Just over two years after commercial cannabis sales became legal in California, the state has collected more than $1 billion in taxes from commercial marijuana activity. Last week, the California Department of Tax and Fee Administration (CDTFA) announced that as of February 18, 2020, cannabis tax revenues have totaled $1.03 billion since retail pot sales became legal in January 2018. 

The total includes $498.1 million in cannabis excise taxes, $123.4 million in cultivation taxes, and $403.1 million in state sales tax. Most of the money, after regulatory costs, has gone to fund cannabis research, public safety grants, cleaning up environmental damage from illegal pot grows, and social programs including childcare for low-income families.

The growth of California’s legal cannabis industry has been slower than expected and the state’s underground market of unlicensed pot continues to thrive.

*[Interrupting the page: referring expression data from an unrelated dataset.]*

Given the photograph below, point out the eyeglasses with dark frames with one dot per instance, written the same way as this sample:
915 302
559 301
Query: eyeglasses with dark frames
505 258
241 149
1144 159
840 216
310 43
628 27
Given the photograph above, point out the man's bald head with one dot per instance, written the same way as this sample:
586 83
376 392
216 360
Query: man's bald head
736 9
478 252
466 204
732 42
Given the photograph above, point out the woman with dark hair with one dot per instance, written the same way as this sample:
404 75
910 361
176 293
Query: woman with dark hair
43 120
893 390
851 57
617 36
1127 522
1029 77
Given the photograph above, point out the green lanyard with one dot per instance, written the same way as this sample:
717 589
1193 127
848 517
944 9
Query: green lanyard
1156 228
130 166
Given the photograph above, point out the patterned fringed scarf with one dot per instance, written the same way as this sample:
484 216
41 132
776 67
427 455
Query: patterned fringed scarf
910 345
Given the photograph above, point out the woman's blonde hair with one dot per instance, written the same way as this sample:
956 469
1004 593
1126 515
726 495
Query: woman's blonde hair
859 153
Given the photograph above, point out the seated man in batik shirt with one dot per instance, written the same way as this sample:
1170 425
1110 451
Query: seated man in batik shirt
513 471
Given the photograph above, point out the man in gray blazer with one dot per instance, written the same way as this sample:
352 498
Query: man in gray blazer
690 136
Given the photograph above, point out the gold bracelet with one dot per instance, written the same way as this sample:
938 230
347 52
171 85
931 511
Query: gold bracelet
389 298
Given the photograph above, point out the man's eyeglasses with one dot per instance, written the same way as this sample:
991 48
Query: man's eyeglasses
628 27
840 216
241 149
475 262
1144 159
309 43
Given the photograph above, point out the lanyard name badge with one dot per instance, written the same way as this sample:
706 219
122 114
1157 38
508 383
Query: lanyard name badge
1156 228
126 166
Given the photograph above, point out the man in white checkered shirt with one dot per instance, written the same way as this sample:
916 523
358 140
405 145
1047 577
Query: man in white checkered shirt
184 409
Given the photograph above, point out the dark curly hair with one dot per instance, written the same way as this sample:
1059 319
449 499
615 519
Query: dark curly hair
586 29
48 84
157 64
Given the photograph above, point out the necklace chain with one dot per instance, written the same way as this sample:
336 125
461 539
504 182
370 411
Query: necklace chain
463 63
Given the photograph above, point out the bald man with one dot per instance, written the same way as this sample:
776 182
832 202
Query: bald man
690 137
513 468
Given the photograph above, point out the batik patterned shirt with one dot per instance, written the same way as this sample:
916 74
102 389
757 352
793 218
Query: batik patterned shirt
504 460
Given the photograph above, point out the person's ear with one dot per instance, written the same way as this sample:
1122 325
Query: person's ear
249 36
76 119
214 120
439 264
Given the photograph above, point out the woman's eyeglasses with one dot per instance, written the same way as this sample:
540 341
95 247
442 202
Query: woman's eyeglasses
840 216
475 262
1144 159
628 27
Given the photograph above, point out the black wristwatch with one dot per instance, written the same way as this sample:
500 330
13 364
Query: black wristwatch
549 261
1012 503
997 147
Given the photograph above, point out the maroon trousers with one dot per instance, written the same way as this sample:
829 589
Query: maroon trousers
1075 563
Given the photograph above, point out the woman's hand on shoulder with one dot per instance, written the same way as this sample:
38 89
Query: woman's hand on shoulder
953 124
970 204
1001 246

In the fourth quarter of last year, growth in the industry was up only 1.5%, down from 15.5% in earlier quarters.

“It’s an industry that was supposed to be huge, going gangbusters with the green rush,” said Zachary Pitts, the chief executive of the Ganja Goddess delivery service and the president of the California Cannabis Delivery Alliance. “It has been growing, but it’s not nearly where I think people were expecting it to be.”

High Taxes Hindering Legal Pot Market 

California’s legal cannabis industry is facing tough competition from the state’s entrenched illicit market. Without the taxes, regulatory fees, and other high costs associated with a licensed operation, unlicensed pot businesses are able to undercut the legal market by as much as 80%.

The state’s levies on the industry include a 15% excise tax, a cultivation tax based on weight, and state sales tax. Cities and counties that allow cannabis businesses can also enact their own local taxes. Jerred Kiloh, the board president for the industry group the United Cannabis Business Association, said that lower taxes would help licensed companies compete with illicit operators, who are estimated to control 75% of California’s cannabis market. 

“Somewhere along the supply chain, we need to lower the cost of doing business,” said Kiloh.

On January 1, however, cannabis taxes went up. In a special notice from the CDTFA in November, the state announced that cannabis cultivation taxes would be raised by more than 4%, reflecting an adjustment for inflation as required by state law. 

The notice also revealed an increase in the state’s cannabis markup rate from 60% to 80%. The mark-up rate — the average difference between the wholesale cost and the retail selling price of cannabis and cannabis products — is used to determine the state excise tax on cannabis products. Regulators are required to recalculate the cannabis mark-up through an analysis of statewide market data every six months.

California legislators have introduced several bills to reduce or suspend cannabis taxes, but so far, none have been successful.